Select and Concentrate

I don’t want Felix to suck. I don’t want people to use Felix because somebody makes them. I want people to use Felix because it helps them work better, faster, and smarter. Sure, not implementing the feature smorgasbord will lose me some users, for whom feature X is a deal maker and deal breaker. On the other hand, keeping a well defined vision should make the software better for my target users.

That’s not to say that I’m not going to add features. In fact I have a big list of features that I’m working on right now. However, my focus is on features that reduce complexity from the user’s point of view, ideally making the program more powerful in the bargain.

Japanese has a handy expression, 選択と集中 – select and concentrate. The idea is that you pick your spots, and focus your efforts there. Rather than trying to be everything to everyone, you become indispensable to a niche that you select. That’s the direction I plan to take Felix.

Categories
Felix

Felix is born

Felix actually started out as another product, named TransAssist. I developed TransAssist for about 3 years before making it a commercial product, and then sold it through another company, Intermedia, for 4 more years.

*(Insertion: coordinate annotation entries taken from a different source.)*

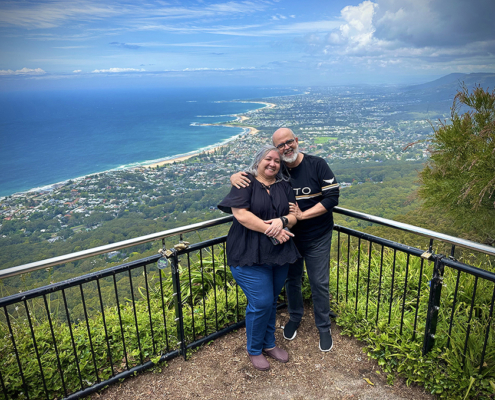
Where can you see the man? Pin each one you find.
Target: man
(317, 192)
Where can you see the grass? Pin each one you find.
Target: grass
(385, 306)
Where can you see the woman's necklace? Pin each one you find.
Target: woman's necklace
(266, 186)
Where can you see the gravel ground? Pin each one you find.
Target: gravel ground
(222, 370)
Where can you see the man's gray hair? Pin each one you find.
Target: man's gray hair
(282, 174)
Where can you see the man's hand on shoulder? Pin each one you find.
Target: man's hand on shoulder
(240, 179)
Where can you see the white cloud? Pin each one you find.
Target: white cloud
(60, 12)
(54, 13)
(24, 71)
(117, 70)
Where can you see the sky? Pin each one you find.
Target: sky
(85, 43)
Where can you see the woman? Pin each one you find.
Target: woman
(259, 250)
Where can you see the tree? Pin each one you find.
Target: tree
(459, 177)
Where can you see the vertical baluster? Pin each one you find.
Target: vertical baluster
(89, 333)
(36, 349)
(392, 287)
(24, 384)
(357, 278)
(120, 321)
(379, 286)
(225, 279)
(404, 296)
(69, 323)
(102, 308)
(451, 322)
(488, 325)
(417, 300)
(191, 303)
(179, 316)
(149, 308)
(338, 264)
(203, 290)
(163, 311)
(369, 276)
(214, 285)
(55, 345)
(348, 264)
(135, 317)
(469, 319)
(4, 389)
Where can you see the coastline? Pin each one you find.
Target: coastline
(183, 157)
(169, 160)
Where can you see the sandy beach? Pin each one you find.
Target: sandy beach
(240, 118)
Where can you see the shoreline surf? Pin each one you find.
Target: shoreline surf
(240, 117)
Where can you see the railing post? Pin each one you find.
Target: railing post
(174, 265)
(433, 304)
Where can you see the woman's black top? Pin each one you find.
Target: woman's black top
(248, 247)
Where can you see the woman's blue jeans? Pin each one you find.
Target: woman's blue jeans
(261, 284)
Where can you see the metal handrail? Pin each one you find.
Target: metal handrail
(50, 262)
(419, 231)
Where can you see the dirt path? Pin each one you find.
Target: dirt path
(221, 370)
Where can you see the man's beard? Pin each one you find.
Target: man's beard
(292, 158)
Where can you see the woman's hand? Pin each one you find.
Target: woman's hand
(276, 225)
(295, 211)
(284, 236)
(239, 180)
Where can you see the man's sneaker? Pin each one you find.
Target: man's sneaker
(290, 330)
(326, 342)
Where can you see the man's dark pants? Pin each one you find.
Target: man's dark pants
(316, 254)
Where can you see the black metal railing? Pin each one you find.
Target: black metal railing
(75, 337)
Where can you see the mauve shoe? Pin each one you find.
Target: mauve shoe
(259, 362)
(278, 354)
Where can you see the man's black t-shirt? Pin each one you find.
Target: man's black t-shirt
(313, 182)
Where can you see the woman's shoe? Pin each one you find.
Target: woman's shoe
(278, 354)
(259, 362)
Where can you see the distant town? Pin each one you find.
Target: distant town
(342, 126)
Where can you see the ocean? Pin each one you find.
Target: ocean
(48, 137)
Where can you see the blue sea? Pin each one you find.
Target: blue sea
(49, 137)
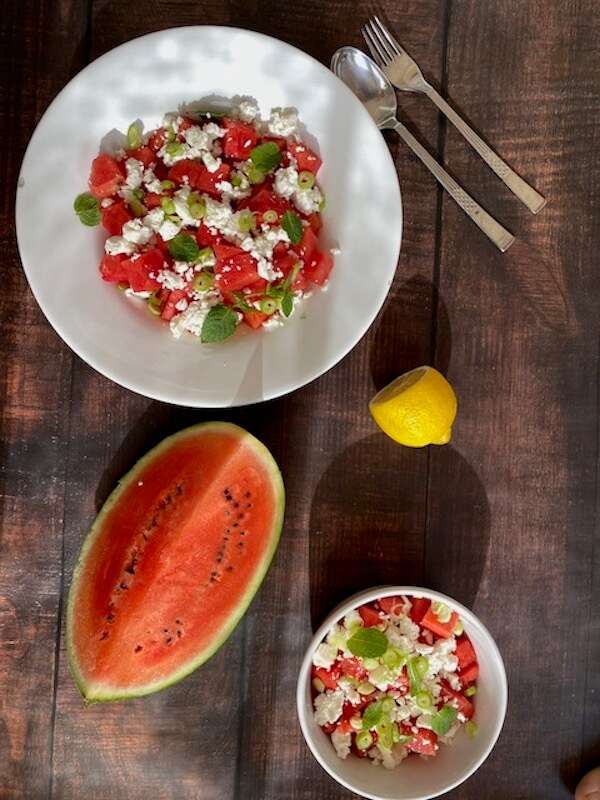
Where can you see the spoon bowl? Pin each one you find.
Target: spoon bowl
(368, 83)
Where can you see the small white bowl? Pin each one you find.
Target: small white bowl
(416, 778)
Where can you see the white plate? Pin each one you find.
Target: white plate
(416, 778)
(143, 79)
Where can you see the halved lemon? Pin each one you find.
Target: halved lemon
(416, 409)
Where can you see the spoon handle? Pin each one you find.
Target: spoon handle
(526, 193)
(491, 227)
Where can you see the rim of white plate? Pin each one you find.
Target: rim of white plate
(166, 396)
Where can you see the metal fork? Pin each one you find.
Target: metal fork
(404, 73)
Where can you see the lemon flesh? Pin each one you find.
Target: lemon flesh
(416, 409)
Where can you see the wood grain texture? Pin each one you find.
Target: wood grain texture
(524, 362)
(35, 383)
(504, 518)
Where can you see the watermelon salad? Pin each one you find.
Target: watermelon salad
(212, 220)
(394, 678)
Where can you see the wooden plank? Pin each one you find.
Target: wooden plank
(356, 502)
(236, 742)
(525, 371)
(35, 383)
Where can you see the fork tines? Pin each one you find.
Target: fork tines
(383, 46)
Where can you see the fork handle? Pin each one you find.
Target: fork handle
(526, 193)
(491, 227)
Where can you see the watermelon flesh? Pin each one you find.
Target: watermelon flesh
(172, 561)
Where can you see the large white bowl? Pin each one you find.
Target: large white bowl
(143, 79)
(414, 779)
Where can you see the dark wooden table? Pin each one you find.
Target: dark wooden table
(504, 518)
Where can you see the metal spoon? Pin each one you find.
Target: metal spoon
(371, 86)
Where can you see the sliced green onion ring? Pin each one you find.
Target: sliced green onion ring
(246, 221)
(364, 740)
(153, 305)
(203, 281)
(167, 205)
(268, 306)
(306, 180)
(270, 216)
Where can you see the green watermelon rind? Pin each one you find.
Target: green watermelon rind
(99, 693)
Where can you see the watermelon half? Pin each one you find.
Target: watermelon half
(172, 561)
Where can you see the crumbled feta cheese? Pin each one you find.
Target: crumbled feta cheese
(248, 110)
(115, 245)
(348, 687)
(286, 181)
(218, 215)
(197, 138)
(442, 658)
(283, 122)
(324, 655)
(341, 742)
(214, 131)
(191, 320)
(352, 619)
(452, 679)
(229, 191)
(211, 163)
(151, 182)
(170, 157)
(208, 260)
(391, 758)
(328, 706)
(308, 200)
(168, 230)
(135, 173)
(154, 219)
(407, 628)
(170, 120)
(170, 280)
(135, 231)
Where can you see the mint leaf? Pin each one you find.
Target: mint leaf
(373, 715)
(183, 247)
(219, 324)
(292, 275)
(87, 209)
(292, 225)
(443, 720)
(368, 643)
(265, 157)
(240, 302)
(287, 304)
(413, 677)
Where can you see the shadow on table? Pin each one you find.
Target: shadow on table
(371, 523)
(574, 768)
(404, 334)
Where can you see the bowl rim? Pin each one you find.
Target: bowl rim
(169, 396)
(366, 596)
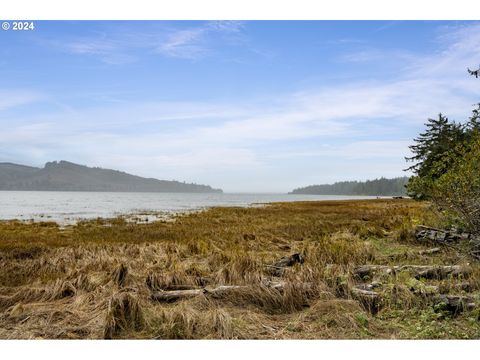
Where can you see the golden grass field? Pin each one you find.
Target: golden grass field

My original goal was to concentrate only on development, and outsource all the marketing, sales, and other gicky stuff. What I found, however, that in order to truly control my product’s destiny I needed to step up and take control of the whole shebang.

I decided to change the name of the program to Felix because (1) “TransAssist” is kind of a boring name, and (2) I wanted to avoid any IP problems that might crop up in the future (Intermedia actually registered for a Trademark for TransAssist — in their names…).

So, here I am, stepping out into the cold, cruel world of software marketing. Wish me luck!